Orange County legislators on Oct. 3 passed a new legislative district map with a 17–2 vote.
Boundaries of all 21 legislative districts shifted in the new map based on the decennial U.S. Census of 2020, with some districts seeing drastic line changes.
Among all municipalities in Orange County, the village of Kiryas Joel saw the most population growth during the 10 years between 2010 and 2020, by close to 12,800 people.
The town of Wallkill, the distant runner-up, saw only 3,000 more residents in the same period.
“There is sort of a domino effect,” a consultant told lawmakers at a June 26 rules committee meeting. “Because of how large certain districts have gotten, it is going to cause massive changes to the rest of the map.”
As consultants adjusted district lines to iron out population differences per state laws, they said, their leeway was cut in half. In the past, the population differences between the most and least populated districts could not exceed 10 percent; the new limit is 5 percent.
“The tough nut to crack here is the population deviation, down from 10 to 5 percent, and that really tied our hands,” legal consultant Jeffrey Wice said to several lawmakers whose suggestions were not taken, at a July 17 rules committee meeting.
Per state laws, the stricter population difference rule must be considered before all other redistricting principles, including those that legislators and public members were most concerned with—maintaining core areas in the existing districts and respecting current municipal boundaries.
“There are going to be areas that may not be as happy as other areas, and there is a give-and-take—there are just so many legal requirements that we must follow.”
In addition to the above-mentioned legal parameters, the 2023 John R. Lewis Voting Rights Advancement Act requires significantly more efforts by local governments to amplify minority voices during redistricting.
In Orange County, most minority residents live in the Middletown and Newburgh areas.
Legislator Kevin Hines, whose district has morphed into a horseshoe shape cutting through Newburgh, New Windsor, and Cornwall in the new map, cast one of the two dissenting votes at the Oct. 3 legislative meeting.
He said that the redistricting process should have allowed more legislative access to the mapping technology instead of deferring most use to consultants and that it should include all legislators in key discussions instead of having small group meet-ups.

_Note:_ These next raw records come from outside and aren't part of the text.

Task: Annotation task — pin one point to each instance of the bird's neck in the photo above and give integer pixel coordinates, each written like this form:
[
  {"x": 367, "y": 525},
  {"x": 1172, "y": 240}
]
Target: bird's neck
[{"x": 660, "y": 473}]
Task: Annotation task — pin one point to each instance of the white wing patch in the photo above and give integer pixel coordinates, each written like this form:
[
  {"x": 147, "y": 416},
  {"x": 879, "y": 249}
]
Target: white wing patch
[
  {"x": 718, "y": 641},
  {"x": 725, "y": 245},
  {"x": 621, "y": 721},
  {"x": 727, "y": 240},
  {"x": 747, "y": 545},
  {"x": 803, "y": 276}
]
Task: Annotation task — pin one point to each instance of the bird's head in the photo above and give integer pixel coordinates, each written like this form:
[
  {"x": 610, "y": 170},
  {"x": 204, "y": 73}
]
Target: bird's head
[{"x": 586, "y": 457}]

He added that the Legislature had previously voted to advance three draft maps for public review, but only one was delivered at the end of the day.
County Legislature Democratic Minority Leader Mike Paduch, the other dissenter whose district lines were drastically changed in the Middletown area, also advocated for three draft maps.

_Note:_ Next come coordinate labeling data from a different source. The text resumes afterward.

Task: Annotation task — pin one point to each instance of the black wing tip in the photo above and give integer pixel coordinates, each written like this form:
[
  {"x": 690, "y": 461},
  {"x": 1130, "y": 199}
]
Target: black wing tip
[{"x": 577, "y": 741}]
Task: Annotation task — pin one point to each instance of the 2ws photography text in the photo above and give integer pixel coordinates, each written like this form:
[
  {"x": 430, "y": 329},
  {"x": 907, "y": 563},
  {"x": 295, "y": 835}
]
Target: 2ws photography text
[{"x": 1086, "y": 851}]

Bonelli previously told The Epoch Times that the redistricting process was more transparent and inclusive than the last cycle 10 years ago and that it can still be improved.

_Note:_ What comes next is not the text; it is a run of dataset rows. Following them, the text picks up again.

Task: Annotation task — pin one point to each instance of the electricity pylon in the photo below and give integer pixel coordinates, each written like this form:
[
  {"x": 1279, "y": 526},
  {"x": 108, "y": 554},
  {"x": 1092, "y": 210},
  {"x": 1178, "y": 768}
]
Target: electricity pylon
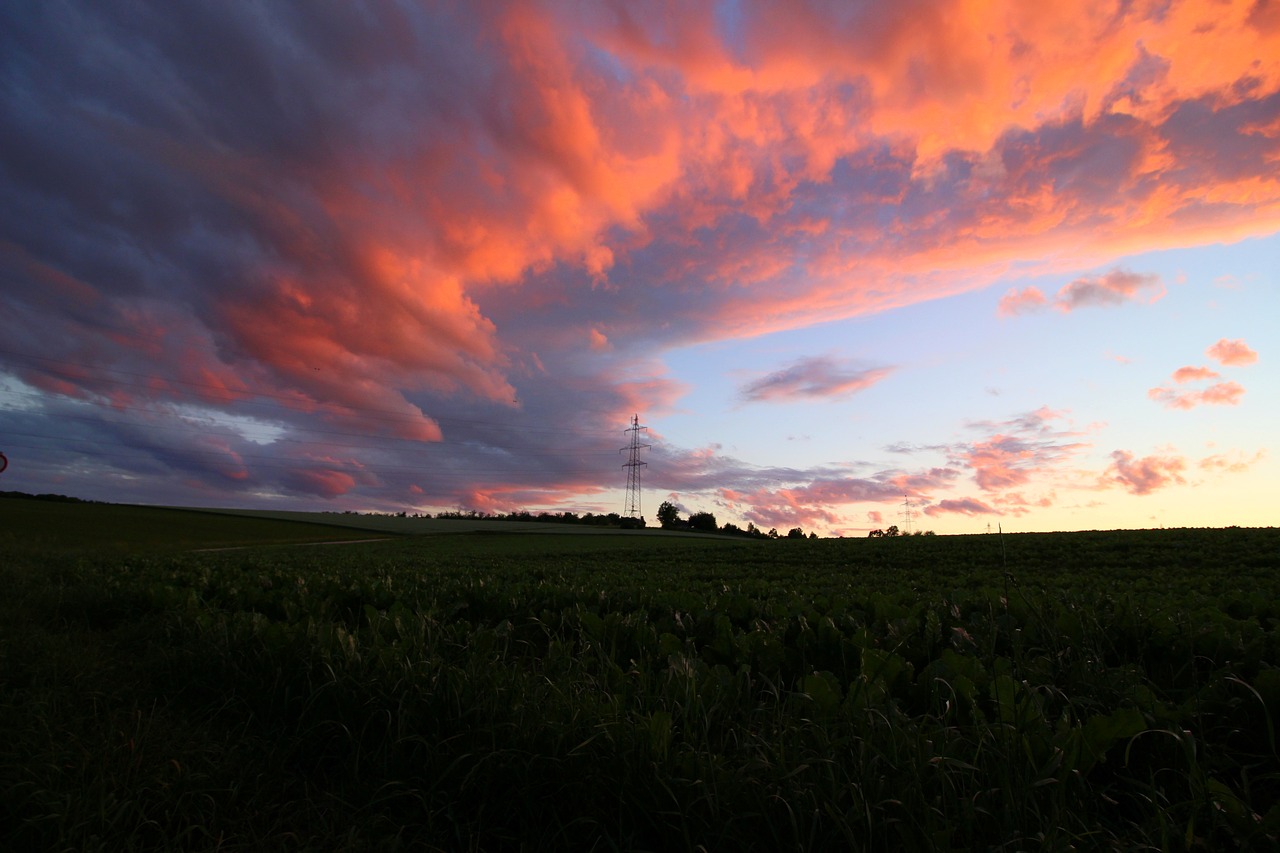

Under her design, a redistricting committee—which included Paduch, Republican Majority Leader Tom Faggione, conservative legislator James O'Donnell, independent legislator Michael Amo, and rules committee chair Paul Ruszkiewicz—acted as the middle link between consultants and the rest of the legislators.
“You can always learn, and you can always improve,” Bonelli said.
The redistricting contract with AppGeo cost around $100,000.
All 21 county legislative seats are up for election in 2025.